Well,i have a problem haha,my sister owns a Sony Vaio laptop (not sure the model,its a white 15inch) and the hard drive has started ticking.I want to know if anyone can advise me what the problem is,if i can fix it.or what it may cost to have someone else fix it.If its too expensive to fix i will just take the loss because the screen is broken anyway and i have been using it as a secondary connected to my TV.
I cant backup anything as the computer will not boot,and because it won't boot i cant see whats on the screen as it won't display on the TV until it boots.Are you all 100% sure there is not fixing it?

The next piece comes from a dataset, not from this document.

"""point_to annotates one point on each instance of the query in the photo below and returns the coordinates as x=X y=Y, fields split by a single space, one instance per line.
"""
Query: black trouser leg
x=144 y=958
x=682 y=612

If there is anything important you could try putting the disk in a desktop - maybe you can recover something. If the drive is not recognized try cooling it down (with some stuff from the freezer), just wrap the drive in something water proof ;) - thats really extreme and probably wont work for you but thats how I got one bad disk to cooperate enough to copy important files a few years ago.
Well the only important stuff on there was some pictures,but those were already printed,so i don't think im gonna go to any extremes to get it to work,and besides,i know its not a heat issue because it started doing this after the computer had not been turned on for like 3 days.Anyways thanks for the help guys.

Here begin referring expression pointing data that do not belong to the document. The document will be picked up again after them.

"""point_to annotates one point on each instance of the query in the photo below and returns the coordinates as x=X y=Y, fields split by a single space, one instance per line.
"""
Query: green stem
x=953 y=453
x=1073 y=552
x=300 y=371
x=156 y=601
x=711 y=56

It's not a question of whether or not it's a heat issue. It's just a known quirk with hard drives that sometimes you can put them in the freezer for a while after they've failed, and sometimes that will allow you to pull information off of them that you otherwise wouldn't be able to. I don't know why it works sometimes, but it does.

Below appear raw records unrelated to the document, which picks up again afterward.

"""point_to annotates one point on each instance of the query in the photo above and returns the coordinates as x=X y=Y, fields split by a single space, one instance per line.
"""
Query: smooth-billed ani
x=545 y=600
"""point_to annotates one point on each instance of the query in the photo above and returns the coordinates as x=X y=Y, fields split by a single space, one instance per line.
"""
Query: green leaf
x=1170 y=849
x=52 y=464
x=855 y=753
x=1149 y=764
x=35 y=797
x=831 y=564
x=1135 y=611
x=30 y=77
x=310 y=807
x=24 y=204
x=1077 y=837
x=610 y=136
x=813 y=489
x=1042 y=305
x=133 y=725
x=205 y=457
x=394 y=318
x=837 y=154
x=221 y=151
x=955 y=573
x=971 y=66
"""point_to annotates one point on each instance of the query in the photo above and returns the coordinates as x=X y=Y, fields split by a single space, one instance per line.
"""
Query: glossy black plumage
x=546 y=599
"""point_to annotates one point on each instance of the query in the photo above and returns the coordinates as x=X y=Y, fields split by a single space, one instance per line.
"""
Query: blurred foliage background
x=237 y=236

The clicking you're hearing is the read head crashing into the platters that the information is stored on. This will scratch the platters and corrupt data, thus causing the drive to fail. Any time you hear that clicking sound coming from a hard drive, you're going to want to back up all data ASAP and load it to a new hard drive.
Nothing is crashing into the platters - that is impossible as long as they are spinning. Head is separated and suspended by a thin layer of fast moving air created by the spin. What you hear is most likely head getting lost and going back to a park position.